1 1000145 0.1000145 0.1
2 899828 0.0899828 0.09
3 808692 0.0808692 0.081
4 728127 0.0728127 0.0729
5 656979 0.0656979 0.06561
6 589358 0.0589358 0.059049
7 531455 0.0531455 0.0531441
8 477694 0.0477694 0.04782969
9 429710 0.042971 0.043046721
10 386893 0.0386893 0.0387420489
11 348832 0.0348832 0.03486784401
12 314924 0.0314924 0.031381059609
13 282752 0.0282752 0.0282429536481
14 255468 0.0255468 0.02541865828329
15 229403 0.0229403 0.022876792454961
16 205531 0.0205531 0.0205891132094649
17 185673 0.0185673 0.01853020188851841
18 167552 0.0167552 0.01667718169966657
19 150294 0.0150294 0.015009463529699911
20 134367 0.0134367 0.01350851717672992
21 121805 0.0121805 0.01215766545905693
22 110062 0.0110062 0.010941898913151235
23 98758 0.0098758 0.009847709021836112
24 88612 0.0088612 0.0088629381196525
25 79483 0.0079483 0.00797664430768725
26 71899 0.0071899 0.007178979876918526
27 64792 0.0064792 0.006461081889226674
28 58308 0.0058308 0.005814973700304006
29 51886 0.0051886 0.005233476330273605
30 47131 0.0047131 0.004710128697246245
31 42502 0.0042502 0.004239115827521621
32 37890 0.003789 0.003815204244769458
33 34363 0.0034363 0.0034336838202925126
34 31059 0.0031059 0.0030903154382632613
35 27755 0.0027755 0.002781283894436935
36 24723 0.0024723 0.0025031555049932416
37 22512 0.0022512 0.0022528399544939175
38 20289 0.0020289 0.0020275559590445255
39 18179 0.0018179 0.001824800363140073
40 16622 0.0016622 0.0016423203268260658
41 14896 0.0014896 0.0014780882941434592
42 13264 0.0013264 0.0013302794647291132
43 11991 0.0011991 0.001197251518256202
44 10769 0.0010769 0.0010775263664305817
45 9641 0.0009641 0.0009697737297875237
46 8900 0.00089 0.0008727963568087712
47 7845 0.0007845 0.0007855167211278942
48 7236 0.0007236 0.0007069650490151047
49 6421 0.0006421 0.0006362685441135942
50 5770 0.000577 0.0005726416897022348

I’ll show my work, too:


import random
comp = random.randint(1, 10)
L = [0] * 150
for t in range(10000000):
    i = 0
    n = -1
    while n != comp and i < 150:
        n = random.randint(1, 10)
        if n == comp:
            L* += 1
        else:
            i += 1
for m in range(0, 150):
    op = float(L[m] / 10000000)
    ep = (9 ** m) / (10 ** (m + 1))
    print(m + 1, L[m], op, ep)

May I ask a few follow-up questions? It is my understanding that PHP, Perl, and Python are all interpreted languages. Is there a speed advantage of any of these languages over the other, all else being equal? I understand the answer may be processor dependent. My code ran on my decidedly middle-of-the-road processor in about six minutes. That feels glacial. If my code could be optimized, I would appreciate any insight. Would others be willing to share how long it takes their code to run?

Thanks for any feedback.

Post #2 explains why this is not the case.

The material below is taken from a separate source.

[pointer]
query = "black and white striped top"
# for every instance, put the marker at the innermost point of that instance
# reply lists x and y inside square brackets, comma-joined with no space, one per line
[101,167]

When were you seeding the RNG? For what you describe, you should only seed it once at the beginning of the run, not for each trial to find the next match. Reseeding a RNG inappropriately can mess up the randomness.

That does seem slow. My Perl version takes about 15 seconds on a Linux VM running on a Windows host on a 3.4 GHz Xeon CPU. Your final loop does a lot more than mine does, but it’s only iterating 150 times so I doubt that’s the issue. I don’t know much about python – does range(10000000) actually create a list of 10 million numbers in memory? If so, that’s probably the issue – change it to an incrementing for loop.